Student learning dispositions

Multidimensional profiles highlight important differences among undergraduate stem honors thesis writers

Jason E. Dowd, Robert J. Thompson, Leslie A Schiff, Kelaine Haas, Christine Hohmann, Chris Roy, Warren Meck, John Bruno, Julie A. Reynolds

Research output: Contribution to journalArticle

Abstract

Various personal dimensions of students—particularly motivation, self-efficacy beliefs, and epistemic beliefs—can change in response to teaching, affect student learning, and be conceptualized as learning dispositions. We propose that these learning dispositions serve as learning outcomes in their own right; that patterns of interrelationships among these specific learning dispositions are likely; and that differing constellations (or learning disposition profiles) may have meaningful implications for instructional practices. In this observational study, we examine changes in these learning dispositions in the context of six courses at four institutions designed to scaffold undergraduate thesis writing and promote students’ scientific reasoning in writing in science, technology, engineering, and mathematics. We explore the utility of cluster analysis for generating meaningful learning disposition profiles and building a more sophisticated understanding of students as complex, multidimensional learners.

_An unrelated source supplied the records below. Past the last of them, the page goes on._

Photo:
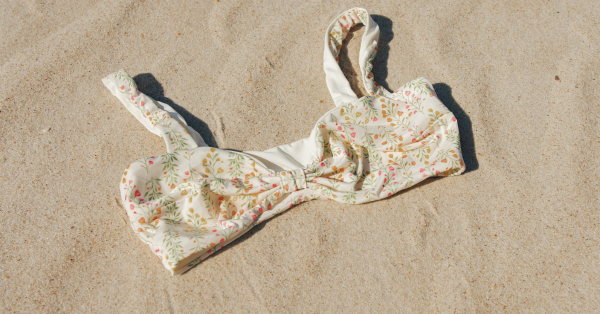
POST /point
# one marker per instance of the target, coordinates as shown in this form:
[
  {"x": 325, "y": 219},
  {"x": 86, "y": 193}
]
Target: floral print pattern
[{"x": 192, "y": 201}]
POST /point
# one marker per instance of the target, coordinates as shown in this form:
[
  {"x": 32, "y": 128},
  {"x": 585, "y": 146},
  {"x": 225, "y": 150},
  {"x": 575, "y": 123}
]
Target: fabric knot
[{"x": 293, "y": 180}]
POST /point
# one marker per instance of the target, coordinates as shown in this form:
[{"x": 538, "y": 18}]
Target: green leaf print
[{"x": 170, "y": 167}]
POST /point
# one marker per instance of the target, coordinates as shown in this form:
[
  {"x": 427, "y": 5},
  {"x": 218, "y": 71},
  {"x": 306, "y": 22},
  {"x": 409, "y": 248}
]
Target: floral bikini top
[{"x": 195, "y": 199}]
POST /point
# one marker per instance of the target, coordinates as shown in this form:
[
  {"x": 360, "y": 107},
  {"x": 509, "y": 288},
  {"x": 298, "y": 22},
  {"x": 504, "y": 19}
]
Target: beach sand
[{"x": 518, "y": 232}]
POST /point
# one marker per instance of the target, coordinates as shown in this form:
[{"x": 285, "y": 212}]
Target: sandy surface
[{"x": 518, "y": 232}]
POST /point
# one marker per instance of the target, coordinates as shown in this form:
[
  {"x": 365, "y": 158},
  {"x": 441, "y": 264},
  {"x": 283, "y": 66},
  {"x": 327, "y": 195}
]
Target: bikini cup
[{"x": 194, "y": 200}]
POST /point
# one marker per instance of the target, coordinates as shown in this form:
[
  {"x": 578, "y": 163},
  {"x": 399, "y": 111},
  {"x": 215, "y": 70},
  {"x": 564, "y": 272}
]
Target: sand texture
[{"x": 518, "y": 232}]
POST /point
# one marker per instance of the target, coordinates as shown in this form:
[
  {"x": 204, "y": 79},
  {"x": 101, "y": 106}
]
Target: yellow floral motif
[{"x": 194, "y": 200}]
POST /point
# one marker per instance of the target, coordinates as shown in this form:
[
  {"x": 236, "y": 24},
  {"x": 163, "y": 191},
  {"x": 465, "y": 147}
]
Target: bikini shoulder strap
[{"x": 338, "y": 85}]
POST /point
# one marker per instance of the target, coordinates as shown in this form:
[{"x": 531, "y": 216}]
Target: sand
[{"x": 518, "y": 232}]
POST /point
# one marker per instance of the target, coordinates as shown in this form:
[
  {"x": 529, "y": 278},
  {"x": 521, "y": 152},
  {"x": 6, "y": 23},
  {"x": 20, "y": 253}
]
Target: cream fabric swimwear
[{"x": 194, "y": 200}]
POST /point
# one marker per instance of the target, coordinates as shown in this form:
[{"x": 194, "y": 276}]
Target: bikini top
[{"x": 195, "y": 199}]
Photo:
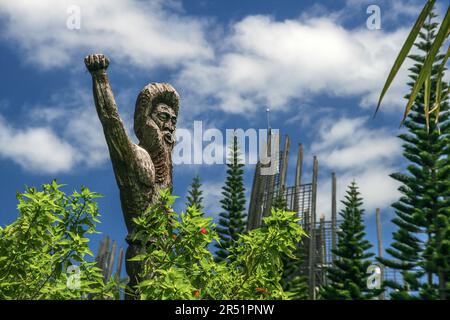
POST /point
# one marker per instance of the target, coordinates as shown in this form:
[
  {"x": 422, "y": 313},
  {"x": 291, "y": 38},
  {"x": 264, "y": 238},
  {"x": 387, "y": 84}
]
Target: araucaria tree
[
  {"x": 233, "y": 218},
  {"x": 348, "y": 273},
  {"x": 195, "y": 194},
  {"x": 421, "y": 247}
]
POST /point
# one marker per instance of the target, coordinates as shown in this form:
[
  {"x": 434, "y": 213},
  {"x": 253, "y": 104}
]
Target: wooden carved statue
[{"x": 141, "y": 170}]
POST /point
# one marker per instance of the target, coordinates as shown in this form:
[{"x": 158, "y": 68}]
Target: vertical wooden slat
[{"x": 333, "y": 215}]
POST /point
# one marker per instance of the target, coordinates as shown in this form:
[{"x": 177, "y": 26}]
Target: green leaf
[
  {"x": 428, "y": 64},
  {"x": 405, "y": 49}
]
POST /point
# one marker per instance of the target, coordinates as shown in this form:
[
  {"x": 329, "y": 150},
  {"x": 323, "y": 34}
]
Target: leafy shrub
[
  {"x": 49, "y": 237},
  {"x": 178, "y": 265},
  {"x": 46, "y": 242}
]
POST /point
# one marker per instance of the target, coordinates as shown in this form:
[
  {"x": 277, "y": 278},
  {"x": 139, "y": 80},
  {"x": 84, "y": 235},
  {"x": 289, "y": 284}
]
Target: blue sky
[{"x": 314, "y": 64}]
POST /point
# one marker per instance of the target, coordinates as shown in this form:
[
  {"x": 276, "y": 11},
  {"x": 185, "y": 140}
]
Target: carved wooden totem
[{"x": 140, "y": 170}]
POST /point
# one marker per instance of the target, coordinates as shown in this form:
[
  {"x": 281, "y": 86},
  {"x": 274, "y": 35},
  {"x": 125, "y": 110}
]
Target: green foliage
[
  {"x": 292, "y": 281},
  {"x": 422, "y": 80},
  {"x": 178, "y": 265},
  {"x": 232, "y": 220},
  {"x": 49, "y": 236},
  {"x": 421, "y": 247},
  {"x": 195, "y": 197},
  {"x": 347, "y": 275}
]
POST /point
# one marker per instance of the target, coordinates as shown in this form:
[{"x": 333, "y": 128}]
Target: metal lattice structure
[{"x": 302, "y": 199}]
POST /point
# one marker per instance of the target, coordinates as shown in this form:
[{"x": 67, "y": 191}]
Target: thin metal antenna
[{"x": 268, "y": 118}]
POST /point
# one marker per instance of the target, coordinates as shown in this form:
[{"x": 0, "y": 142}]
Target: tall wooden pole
[
  {"x": 333, "y": 214},
  {"x": 312, "y": 239},
  {"x": 380, "y": 248},
  {"x": 298, "y": 178}
]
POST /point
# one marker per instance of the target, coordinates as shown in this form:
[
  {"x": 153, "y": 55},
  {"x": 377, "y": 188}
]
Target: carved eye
[{"x": 163, "y": 116}]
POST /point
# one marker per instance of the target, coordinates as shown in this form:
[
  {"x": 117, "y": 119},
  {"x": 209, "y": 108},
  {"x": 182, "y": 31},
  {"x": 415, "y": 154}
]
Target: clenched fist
[{"x": 96, "y": 62}]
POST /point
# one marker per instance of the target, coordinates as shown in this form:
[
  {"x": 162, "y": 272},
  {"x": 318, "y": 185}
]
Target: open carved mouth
[{"x": 169, "y": 137}]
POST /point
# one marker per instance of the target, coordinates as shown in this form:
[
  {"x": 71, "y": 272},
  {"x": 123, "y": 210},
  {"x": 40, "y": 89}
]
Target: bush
[
  {"x": 39, "y": 249},
  {"x": 43, "y": 253},
  {"x": 178, "y": 264}
]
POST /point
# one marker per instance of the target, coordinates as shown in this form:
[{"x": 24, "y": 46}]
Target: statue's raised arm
[
  {"x": 140, "y": 170},
  {"x": 120, "y": 145}
]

For example, while students’ self-efficacy beliefs about writing and science increased across capstone writing courses on average, there was considerable variability at the level of individual students. When responses on all of the personal dimensions were analyzed jointly using cluster analysis, several distinct and meaningful learning disposition profiles emerged. We explore these profiles in this work and discuss the implications of this framework for describing developmental trajectories of students’ scientific identities. We thank Mine Çetinkaya-Rundel for her insights regarding our statistical analyses. This research was funded by National Science Foundation award DUE-1525602.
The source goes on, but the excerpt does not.